3.1. Fourier Transform Infrared Spectroscopy

The FTIR spectra of the control and experimental samples are shown in Figure 1, and the peak intensities are tabulated in Table 2. The EC-C spectrum showed a carbonyl stretch peak at 1711 cm−1 in resin coat, while an aromatic ring of benzene (C=C) was present in resin matrices at 1606 cm−1. The N–H deformation stretching of urethane dimethacrylate appeared at 1509 cm−1. A weak peak at 1034 cm−1 showed asymmetric stretching of C–O–C and Si–O stretching vibration, indicating the presence of silicates. After incorporation of titania nanoparticles (1 and 2 wt.%) into EC, a different IR spectrum was observed and a significant decrease in peak intensities can be identified in Figure 1. The peak at 1711 cm−1 corresponded to the free carbonyl group, and the intensity decreased (EC-C~0.38, EC-T1~0.31, and EC-T2~0.22) which is attributed to the consumption of free carbonyl during interactions with titania nanoparticles. The methacrylate resin showed a peak of the aromatic C=C group at 1606 cm−1. The resins carrying aromatic rings also lessened in intensity (EC-C~0.09, EC-T1~0.08, and EC-T2~0.08) which contributed to the reaction of C=C with titania and conversion of C=C to C–C. The peak of N–H attributed to the deformation of UDMA at 1509 cm−1 also showed a low intensity (EC-C~0.14, EC-T1~0.13, and EC-T2~0.10) after the addition of titania nanoparticles.

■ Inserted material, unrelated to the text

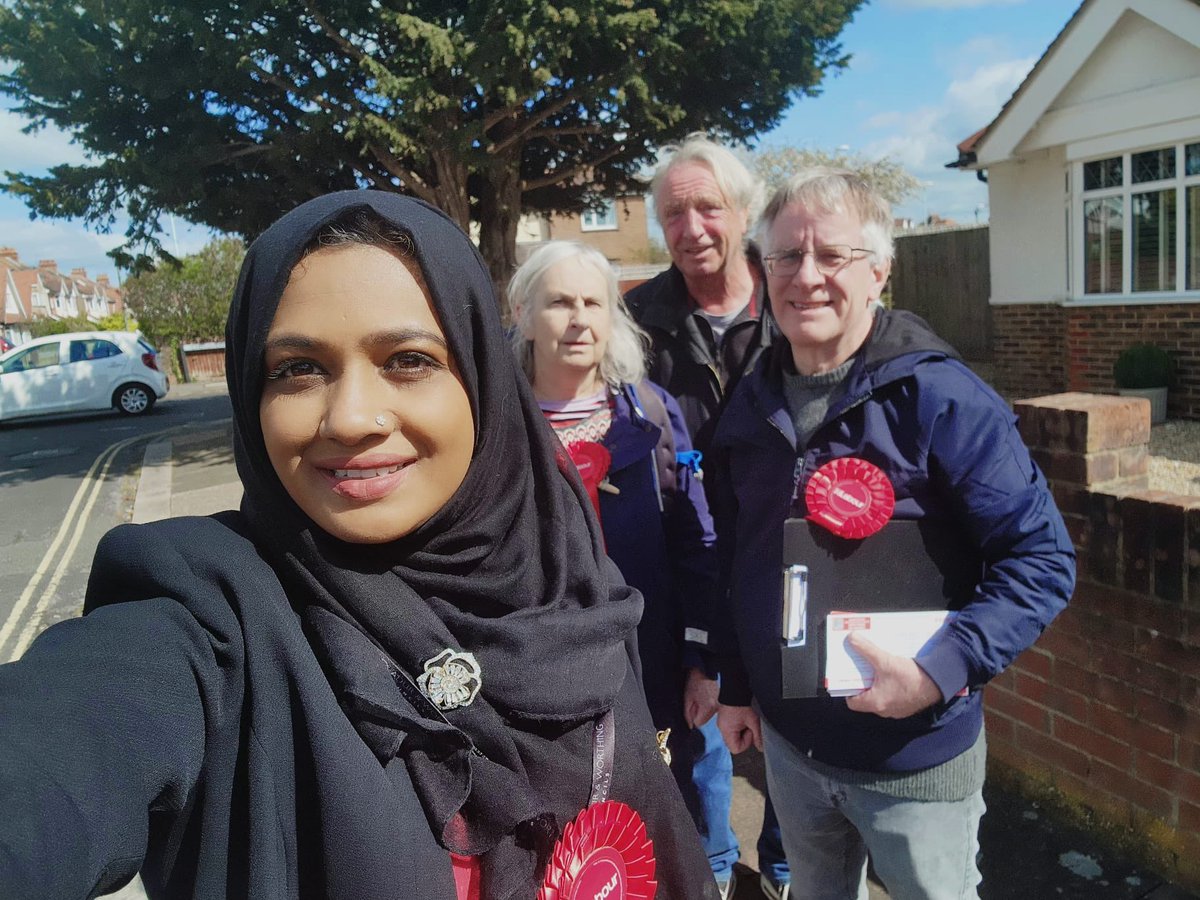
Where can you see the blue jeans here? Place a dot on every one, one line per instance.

FTIR spectra comparison showed a reduction in peak heights of methacrylate, carbonyl, urethane, and other groups that was greater in EC-T2 compared to EC-T1 as shown in Table 2.

Figure 1

Comparative FTIR spectra of (a) EC-C, (b) EC-T1, (c) EC-T2, (d) EC-Z1, and (e) EC-Z2.

Table 2

Comparison of the FTIR pattern of EC-C with EC-T1, EC-T2, EC-Z1, and EC-Z2.

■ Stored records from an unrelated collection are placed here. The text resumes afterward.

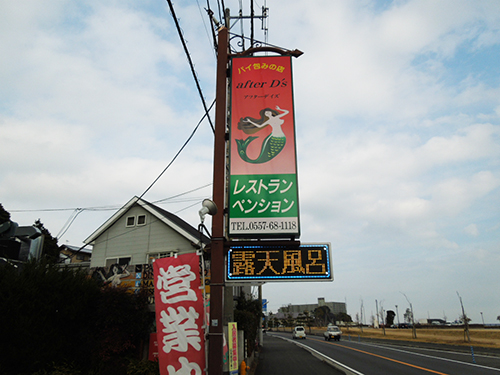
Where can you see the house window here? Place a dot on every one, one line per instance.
(130, 221)
(141, 220)
(152, 257)
(121, 261)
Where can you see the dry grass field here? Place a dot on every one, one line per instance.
(479, 337)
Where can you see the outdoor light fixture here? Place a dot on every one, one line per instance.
(209, 207)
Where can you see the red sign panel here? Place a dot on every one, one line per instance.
(179, 315)
(263, 192)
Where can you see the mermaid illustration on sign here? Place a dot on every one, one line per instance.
(274, 142)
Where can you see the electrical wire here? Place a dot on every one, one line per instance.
(188, 56)
(178, 152)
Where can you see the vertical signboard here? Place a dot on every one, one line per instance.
(233, 348)
(179, 315)
(263, 192)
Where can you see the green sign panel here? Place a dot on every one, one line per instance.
(307, 262)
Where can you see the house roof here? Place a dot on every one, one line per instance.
(173, 221)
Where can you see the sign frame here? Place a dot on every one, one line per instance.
(263, 183)
(255, 260)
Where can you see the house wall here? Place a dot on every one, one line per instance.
(137, 241)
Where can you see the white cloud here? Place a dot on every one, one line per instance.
(472, 230)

Wavenumber (cm−1)	Assigned Groups	Absorbance (Intensity)
		EC-C	EC-T1	EC-T2	EC-Z1	EC-Z2
2923	CH2	0.12	0.11	0.10	0.06	0.03
1716	C=O	0.38	0.31	0.22	0.22	0.11
1606	C=C	0.09	0.08	0.08	0.03	0.03
1521	N–H	0.14	0.13	0.10	0.05	0.04
1457	C–H	0.22	0.21	0.18	0.09	0.09
1386	C–O	0.11	0.11	0.11	0.09	0.05
1050	C–O–C	0.58	0.49	0.44	0.29	0.19

Similarly, FTIR spectra having characteristic peaks of EC-Z1 and EC-Z2 are shown in Figure 1, indicating that after incorporation of ZnO nanoparticles (1 and 2 wt.%) into EC, a different IR spectrum was obtained and a significant decrease in peak intensities was observed. The peak at 1711 cm−1 corresponded to the free carbonyl group and lessened in intensity in EC-Z1 and EC-Z2 compared to EC-C (EC-C~0.38, EC-Z1~0.22, and EC-Z2~0.11), which contributed to the consumption of free carbonyl during interactions with ZnO nanoparticles. The aromatic C=C group of the methacrylate resin corresponded to the peak at 1606 cm−1. The benzene ring of resins also lessened in intensity (EC-C~0.09, EC-Z1~0.03, and EC-Z2~0.03), which showed the conversion of C=C to C–C. The peak of N–H, attributed to the deformation of urethane dimethacrylate at 1509 cm−1, also showed a low intensity (EC-C~0.14, EC-Z1~0.05, and EC-Z2~0.04). The comparative FTIR spectra of all experimental samples showed the same positions; however, a difference was observed in the peak heights of the carbonyl, methacrylate, urethane, and phosphate groups in the following order: EC-C > EC-T1 > EC-T2 > EC-Z1 > EC-Z2 as shown in Table 2.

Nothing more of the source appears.